Well, with the main characters already taken I had my choice of the lesser stars. Despite recommendations that I wear the Daisy Duke costume that was up for grabs, I decided to be the mechanic Cooter Davenport, if for no other reason than I could go around saying I was dressed up like Cooter.

Store bought costumes are cool, but it's more fun to make your own. So another last-minute idea turns into a laughable costume.
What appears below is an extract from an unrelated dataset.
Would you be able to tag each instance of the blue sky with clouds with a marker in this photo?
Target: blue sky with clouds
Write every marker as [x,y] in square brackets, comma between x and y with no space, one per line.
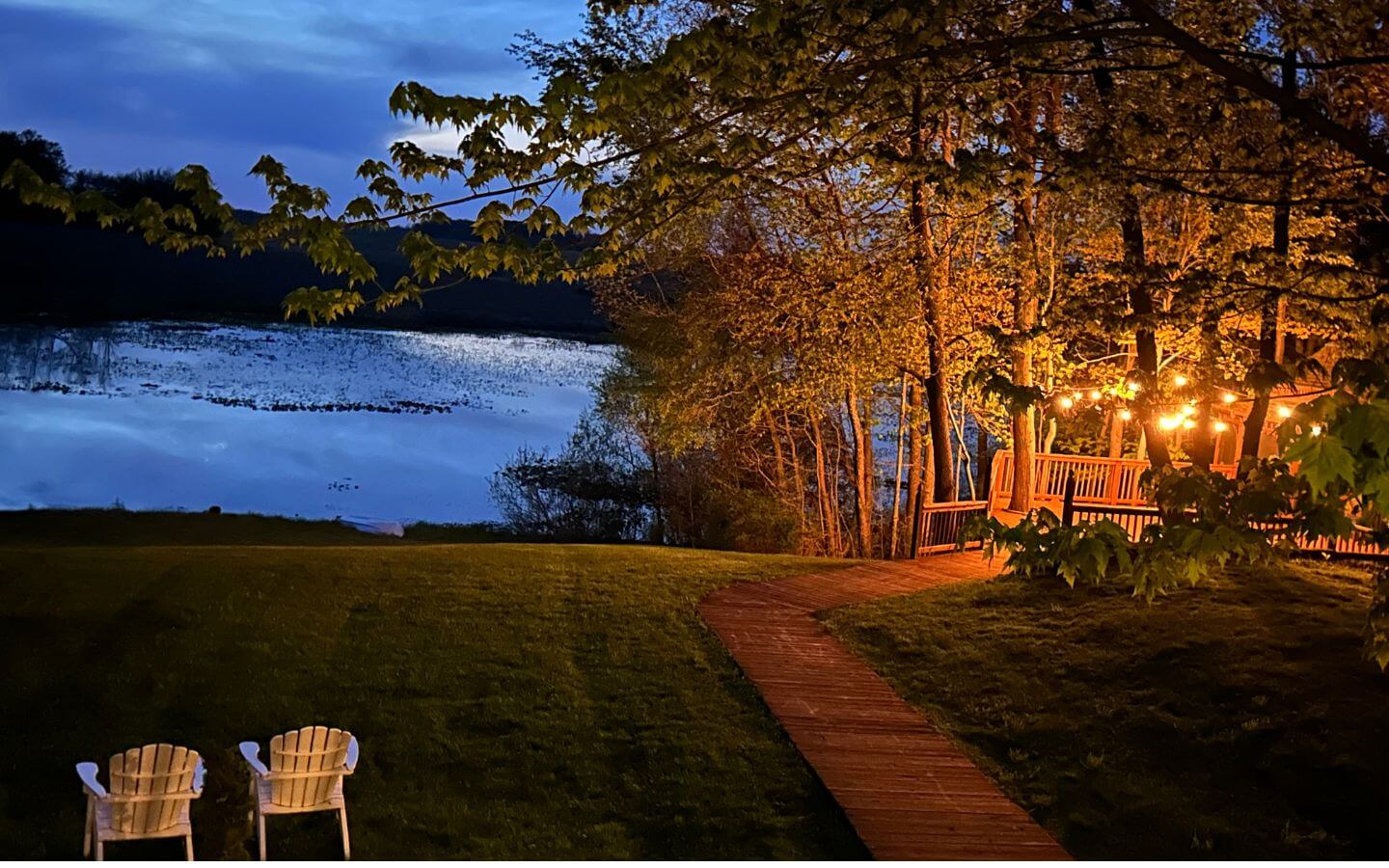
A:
[142,84]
Here's the bill of materials for the Cooter costume :

1. Old pair of jeans, disposable
2. Cowboy-ish shirt, very disposable
3. Boots
4. Belt + buckle
5. Trucker hat
6. Oil / grease / lube / spray paint / Vegemite
7. Iron-on transfer paper
8. Continuous grin while in production

Start by taking the jeans and rubbing them all over the underside of the Jeep. Attack with camo spray paint in random locations. Tear holes in jeans. Cut the sleeves off the shirt, because Cooter rarely wore a shirt with sleeves. Fill a bucket with water and pour in any kind of oil and grease we can find in the garage. Soak the shirt in there for a while. Drop both in the washing machine filled up with water, no detergent, so it looks a little worn and I don't have too much grease on me all night. After drying, print an iron-on transfer of the character's name and apply for a work-shirt look.

We're left with this.

And all of us together.

By the way, I had to take a picture of this wig because it was seriously creeping me out. Every time I walked past it on the dining room table, I got a little nervous. I mean, it looks like a severed head may be underneath it, waiting to spin around and somehow launch at me and eat my brain. I know I could have just moved it or covered it up, but that would have been admitting my phobia of disembodied heads with curly hair.

* My sport is competitive staring. I'm training alternately with the neighbor's cat and one of those pictures with a hidden sailboat. I still can't see the damn sailboat.